Faced with a lack of redevelopment funds seized by the state, Oakland is dropping its plans for a new Athletics ballpark at Victory Court — leading the way for a move of the team to San Jose.
Regular readers of Ballpark Digest have followed the issues posed to professional sports by the decision from the state of California to divert redevelopment funds from cities and counties to the state to pay for essential services. We also wrote that MLB insiders told us without a doubt the A’s would not be allowed to move if Oakland still had a shot at developing a new ballpark. Those two developments collided last fall and this winter, giving San Jose fans a chance to cheer.

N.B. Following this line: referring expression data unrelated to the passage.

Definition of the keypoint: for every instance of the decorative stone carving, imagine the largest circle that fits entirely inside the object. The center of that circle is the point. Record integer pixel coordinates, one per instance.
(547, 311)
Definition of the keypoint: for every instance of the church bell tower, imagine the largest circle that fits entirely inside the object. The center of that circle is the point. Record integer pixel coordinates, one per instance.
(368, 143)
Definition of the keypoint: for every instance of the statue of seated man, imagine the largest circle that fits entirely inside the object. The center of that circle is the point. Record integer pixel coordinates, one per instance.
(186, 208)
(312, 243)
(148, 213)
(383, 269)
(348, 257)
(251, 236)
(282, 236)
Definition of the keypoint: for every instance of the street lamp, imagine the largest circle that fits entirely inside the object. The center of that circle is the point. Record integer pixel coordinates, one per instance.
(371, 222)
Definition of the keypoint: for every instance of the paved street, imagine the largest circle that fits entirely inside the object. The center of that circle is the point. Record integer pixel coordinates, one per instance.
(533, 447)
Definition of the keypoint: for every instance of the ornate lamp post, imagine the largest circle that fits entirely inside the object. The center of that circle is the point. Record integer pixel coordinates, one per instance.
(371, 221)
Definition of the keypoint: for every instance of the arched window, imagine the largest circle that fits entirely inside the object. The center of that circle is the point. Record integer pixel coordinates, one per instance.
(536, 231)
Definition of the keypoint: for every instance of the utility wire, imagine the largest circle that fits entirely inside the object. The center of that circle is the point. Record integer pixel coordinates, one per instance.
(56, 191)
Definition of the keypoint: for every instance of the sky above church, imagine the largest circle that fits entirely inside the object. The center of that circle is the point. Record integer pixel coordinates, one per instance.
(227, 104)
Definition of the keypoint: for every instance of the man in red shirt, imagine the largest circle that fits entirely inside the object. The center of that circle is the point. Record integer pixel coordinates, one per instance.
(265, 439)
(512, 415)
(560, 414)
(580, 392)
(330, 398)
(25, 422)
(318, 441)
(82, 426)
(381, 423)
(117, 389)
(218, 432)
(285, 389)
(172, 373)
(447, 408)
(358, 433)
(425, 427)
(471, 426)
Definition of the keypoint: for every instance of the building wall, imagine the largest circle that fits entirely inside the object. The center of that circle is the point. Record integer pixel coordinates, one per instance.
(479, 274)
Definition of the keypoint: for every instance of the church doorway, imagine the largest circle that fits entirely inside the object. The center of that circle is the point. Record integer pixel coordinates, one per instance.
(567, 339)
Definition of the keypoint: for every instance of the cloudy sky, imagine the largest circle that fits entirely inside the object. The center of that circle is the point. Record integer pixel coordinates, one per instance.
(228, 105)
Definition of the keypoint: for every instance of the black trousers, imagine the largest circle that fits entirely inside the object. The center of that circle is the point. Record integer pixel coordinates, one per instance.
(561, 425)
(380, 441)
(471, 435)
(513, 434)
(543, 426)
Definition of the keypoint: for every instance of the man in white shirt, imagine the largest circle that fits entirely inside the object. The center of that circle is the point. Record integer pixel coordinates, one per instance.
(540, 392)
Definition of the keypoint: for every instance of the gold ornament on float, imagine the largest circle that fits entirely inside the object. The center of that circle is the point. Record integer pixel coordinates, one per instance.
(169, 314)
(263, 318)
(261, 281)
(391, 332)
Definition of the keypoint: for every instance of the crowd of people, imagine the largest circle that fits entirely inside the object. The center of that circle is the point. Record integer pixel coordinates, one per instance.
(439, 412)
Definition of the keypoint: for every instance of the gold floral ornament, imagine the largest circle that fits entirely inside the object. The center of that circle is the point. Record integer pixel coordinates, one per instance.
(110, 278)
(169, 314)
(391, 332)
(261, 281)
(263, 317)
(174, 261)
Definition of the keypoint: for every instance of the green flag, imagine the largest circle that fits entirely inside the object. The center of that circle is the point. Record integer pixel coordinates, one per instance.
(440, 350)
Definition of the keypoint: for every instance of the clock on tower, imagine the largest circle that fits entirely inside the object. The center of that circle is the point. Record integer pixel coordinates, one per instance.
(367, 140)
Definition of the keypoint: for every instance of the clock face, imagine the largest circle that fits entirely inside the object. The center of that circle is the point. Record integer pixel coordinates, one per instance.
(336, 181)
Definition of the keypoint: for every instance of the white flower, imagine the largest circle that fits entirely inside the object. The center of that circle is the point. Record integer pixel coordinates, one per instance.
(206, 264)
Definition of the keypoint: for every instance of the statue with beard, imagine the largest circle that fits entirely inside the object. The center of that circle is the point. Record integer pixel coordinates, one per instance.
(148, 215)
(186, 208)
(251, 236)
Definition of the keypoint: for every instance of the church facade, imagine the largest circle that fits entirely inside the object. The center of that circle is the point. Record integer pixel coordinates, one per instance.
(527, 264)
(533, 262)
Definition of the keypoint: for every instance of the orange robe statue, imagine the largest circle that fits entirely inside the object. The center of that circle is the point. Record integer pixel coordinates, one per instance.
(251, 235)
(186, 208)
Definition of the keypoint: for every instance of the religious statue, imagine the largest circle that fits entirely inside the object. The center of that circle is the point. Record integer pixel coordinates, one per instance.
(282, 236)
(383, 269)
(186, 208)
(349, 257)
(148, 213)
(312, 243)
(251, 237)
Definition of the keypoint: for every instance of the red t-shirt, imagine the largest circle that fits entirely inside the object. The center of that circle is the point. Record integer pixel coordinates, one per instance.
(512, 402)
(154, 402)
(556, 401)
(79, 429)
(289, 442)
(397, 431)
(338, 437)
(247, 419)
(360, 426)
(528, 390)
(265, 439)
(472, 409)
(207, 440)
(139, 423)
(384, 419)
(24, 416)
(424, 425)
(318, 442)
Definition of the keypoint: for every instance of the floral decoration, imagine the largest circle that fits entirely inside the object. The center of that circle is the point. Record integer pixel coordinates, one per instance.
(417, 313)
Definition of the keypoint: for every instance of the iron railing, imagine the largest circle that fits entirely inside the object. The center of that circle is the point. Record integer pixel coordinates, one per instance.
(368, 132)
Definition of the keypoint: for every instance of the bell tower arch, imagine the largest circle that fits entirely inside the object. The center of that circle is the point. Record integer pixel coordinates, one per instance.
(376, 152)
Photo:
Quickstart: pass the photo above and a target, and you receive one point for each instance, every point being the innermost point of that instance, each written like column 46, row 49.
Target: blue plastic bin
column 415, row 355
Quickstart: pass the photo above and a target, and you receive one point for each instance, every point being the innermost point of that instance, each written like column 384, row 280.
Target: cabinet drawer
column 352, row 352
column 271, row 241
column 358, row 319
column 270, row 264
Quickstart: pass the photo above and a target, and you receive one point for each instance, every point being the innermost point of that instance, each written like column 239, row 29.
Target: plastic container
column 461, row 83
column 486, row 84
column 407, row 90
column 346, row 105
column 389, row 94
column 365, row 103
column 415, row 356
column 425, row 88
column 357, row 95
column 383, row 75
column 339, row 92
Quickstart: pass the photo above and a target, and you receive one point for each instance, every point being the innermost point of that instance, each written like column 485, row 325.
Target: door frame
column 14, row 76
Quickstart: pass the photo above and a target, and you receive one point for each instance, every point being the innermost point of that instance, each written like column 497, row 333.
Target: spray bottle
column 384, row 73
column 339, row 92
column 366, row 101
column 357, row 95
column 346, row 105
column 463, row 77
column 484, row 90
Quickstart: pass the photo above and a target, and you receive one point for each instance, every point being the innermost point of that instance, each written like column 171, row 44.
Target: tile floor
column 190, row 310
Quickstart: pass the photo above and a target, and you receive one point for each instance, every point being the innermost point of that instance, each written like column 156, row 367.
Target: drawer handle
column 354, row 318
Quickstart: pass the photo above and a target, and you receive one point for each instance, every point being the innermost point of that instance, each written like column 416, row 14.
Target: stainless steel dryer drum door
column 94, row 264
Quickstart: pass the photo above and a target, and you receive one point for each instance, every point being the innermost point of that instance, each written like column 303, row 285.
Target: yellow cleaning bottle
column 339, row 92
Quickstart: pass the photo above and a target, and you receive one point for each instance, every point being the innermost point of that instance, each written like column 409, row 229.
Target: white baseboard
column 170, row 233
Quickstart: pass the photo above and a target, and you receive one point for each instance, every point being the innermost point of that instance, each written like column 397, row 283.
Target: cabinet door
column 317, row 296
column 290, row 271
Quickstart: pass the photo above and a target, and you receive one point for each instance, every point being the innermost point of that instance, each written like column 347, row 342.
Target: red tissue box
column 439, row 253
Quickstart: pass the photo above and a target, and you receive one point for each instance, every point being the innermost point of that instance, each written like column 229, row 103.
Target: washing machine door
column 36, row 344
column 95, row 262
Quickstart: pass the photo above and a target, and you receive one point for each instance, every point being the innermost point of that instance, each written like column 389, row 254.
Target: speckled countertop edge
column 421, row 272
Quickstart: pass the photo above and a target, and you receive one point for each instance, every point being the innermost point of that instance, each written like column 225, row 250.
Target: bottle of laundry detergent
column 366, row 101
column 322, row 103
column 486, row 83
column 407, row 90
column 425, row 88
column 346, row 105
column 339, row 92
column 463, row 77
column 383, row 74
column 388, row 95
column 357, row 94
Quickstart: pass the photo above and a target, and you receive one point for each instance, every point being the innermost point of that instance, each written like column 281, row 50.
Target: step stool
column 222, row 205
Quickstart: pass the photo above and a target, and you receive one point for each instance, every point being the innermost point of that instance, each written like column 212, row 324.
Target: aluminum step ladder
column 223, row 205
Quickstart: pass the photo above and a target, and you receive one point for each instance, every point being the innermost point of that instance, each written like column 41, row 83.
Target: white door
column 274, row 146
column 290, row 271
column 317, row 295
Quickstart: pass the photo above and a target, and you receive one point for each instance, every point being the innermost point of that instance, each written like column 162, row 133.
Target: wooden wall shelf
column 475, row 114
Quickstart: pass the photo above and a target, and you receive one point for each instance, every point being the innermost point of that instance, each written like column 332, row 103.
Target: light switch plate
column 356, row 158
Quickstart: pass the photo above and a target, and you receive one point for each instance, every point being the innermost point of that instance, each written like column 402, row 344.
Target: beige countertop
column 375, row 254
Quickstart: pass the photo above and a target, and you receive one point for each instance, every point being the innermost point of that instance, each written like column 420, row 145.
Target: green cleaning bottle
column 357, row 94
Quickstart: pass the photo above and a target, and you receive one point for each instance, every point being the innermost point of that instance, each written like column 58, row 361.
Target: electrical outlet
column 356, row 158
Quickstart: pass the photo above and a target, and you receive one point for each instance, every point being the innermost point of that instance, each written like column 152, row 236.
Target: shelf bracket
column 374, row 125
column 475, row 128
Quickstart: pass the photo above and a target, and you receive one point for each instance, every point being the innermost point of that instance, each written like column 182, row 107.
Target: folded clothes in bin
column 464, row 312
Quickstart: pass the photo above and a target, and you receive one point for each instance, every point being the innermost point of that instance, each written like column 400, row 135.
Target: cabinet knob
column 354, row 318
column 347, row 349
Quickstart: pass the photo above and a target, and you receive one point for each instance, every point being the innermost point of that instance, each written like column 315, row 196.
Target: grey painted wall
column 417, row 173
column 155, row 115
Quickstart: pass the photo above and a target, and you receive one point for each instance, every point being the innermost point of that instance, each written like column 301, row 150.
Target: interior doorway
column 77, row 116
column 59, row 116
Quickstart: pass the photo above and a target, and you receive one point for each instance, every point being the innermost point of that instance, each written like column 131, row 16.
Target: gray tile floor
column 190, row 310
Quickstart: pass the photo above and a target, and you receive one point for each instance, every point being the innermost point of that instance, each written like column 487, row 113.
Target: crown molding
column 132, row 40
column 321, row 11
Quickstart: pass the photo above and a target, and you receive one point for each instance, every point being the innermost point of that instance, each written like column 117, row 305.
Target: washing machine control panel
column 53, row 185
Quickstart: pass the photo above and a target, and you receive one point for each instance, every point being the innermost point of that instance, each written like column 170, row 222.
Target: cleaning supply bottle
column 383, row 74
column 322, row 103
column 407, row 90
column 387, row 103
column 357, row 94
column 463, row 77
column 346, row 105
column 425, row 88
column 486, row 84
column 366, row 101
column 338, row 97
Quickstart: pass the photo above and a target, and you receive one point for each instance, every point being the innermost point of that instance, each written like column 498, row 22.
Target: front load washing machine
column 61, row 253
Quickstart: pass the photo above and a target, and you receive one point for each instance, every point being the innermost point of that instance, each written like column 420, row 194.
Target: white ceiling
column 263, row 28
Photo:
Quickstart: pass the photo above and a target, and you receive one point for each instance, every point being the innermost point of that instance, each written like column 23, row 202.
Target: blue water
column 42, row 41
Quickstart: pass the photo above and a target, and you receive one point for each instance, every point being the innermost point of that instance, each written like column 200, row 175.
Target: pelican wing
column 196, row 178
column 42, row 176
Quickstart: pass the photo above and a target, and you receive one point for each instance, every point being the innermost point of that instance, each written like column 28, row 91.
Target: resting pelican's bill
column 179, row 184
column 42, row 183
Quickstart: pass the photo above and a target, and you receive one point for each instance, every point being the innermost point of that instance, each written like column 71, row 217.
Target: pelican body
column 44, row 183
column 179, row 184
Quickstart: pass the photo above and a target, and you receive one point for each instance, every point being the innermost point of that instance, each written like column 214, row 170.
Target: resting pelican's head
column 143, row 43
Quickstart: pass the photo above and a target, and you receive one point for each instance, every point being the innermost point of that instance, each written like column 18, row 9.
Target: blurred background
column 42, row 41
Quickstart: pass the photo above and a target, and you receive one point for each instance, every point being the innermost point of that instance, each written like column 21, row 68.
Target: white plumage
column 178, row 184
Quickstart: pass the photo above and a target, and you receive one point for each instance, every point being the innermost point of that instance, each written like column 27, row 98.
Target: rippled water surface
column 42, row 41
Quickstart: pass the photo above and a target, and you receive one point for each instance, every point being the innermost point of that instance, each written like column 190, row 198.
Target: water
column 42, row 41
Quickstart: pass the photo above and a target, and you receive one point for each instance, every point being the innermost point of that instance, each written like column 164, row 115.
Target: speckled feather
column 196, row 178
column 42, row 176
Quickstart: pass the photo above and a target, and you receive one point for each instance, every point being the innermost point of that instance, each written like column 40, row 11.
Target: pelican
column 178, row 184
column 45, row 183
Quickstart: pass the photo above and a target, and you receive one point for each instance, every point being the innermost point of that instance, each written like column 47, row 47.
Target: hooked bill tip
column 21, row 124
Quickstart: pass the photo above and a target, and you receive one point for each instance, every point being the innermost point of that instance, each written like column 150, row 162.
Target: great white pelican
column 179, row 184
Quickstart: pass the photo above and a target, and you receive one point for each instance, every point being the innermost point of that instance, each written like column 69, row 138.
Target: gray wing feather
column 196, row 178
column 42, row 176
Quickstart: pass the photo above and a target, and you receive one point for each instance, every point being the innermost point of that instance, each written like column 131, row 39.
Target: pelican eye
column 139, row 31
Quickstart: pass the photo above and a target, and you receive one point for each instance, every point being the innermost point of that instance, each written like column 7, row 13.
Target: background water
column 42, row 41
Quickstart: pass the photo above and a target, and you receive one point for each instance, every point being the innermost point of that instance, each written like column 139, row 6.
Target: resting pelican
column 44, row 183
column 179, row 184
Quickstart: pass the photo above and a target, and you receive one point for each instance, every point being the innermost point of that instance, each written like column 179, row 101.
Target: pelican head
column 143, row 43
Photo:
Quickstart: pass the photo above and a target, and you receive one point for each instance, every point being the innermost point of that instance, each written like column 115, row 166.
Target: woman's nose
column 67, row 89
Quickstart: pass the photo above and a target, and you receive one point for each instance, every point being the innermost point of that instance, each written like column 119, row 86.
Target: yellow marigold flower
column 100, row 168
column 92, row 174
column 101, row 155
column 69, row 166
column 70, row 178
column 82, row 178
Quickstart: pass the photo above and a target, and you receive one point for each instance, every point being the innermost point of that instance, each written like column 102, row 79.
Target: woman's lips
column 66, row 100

Without redevelopment funds, it would virtually impossible for cities and counties to fund new sports facilities, including new ballparks, unless an alternate form of financing (i.e., a local sales tax) is established. The decision by the state already killed one minor-league ballpark project in Escondido, and it apparently has killed Oakland’s plans to fund and finance a new ballpark at Victory Court in downtown Oakland.
“We are no longer advocating for Victory Court,” Gregory Hunter, head of the soon-to-be-dissolved Oakland Redevelopment Agency, said Monday during a meeting of the Alameda County supervisors covered by the San Jose Mercury News. Supervisors said they’d shift their efforts to a new A’s ballpark at the current O.co Coliseum site, but that’s iffy at best: the county may not even have the $3.7 million promised to JRDV, HKS and Forest City to study the feasibility of an overhaul of the sports complex, which includes Oracle Arena. And if the county is barely able to scrape up the $3.7 million for a feasibility study, it’s hard to see a situation where a new ballpark is in the works.
All of this puts San Jose one step closer to acquiring a new A’s ballpark. San Jose worked to put parcels intended for a ballpark outside the redevelopment process, so the withdrawal of redevelopment funds won’t affect Lew Wolff’s plan for a privately financed ballpark. The issue will be persuading the Giants to give up territorial control of San Jose, which will be a huge challenge for Commissioner Bud Selig — but at the end of the day Selig usually gets what he wants, even if he needs to twist a few arms and ask Lew to pay an appropriate territorial fee to the Giants.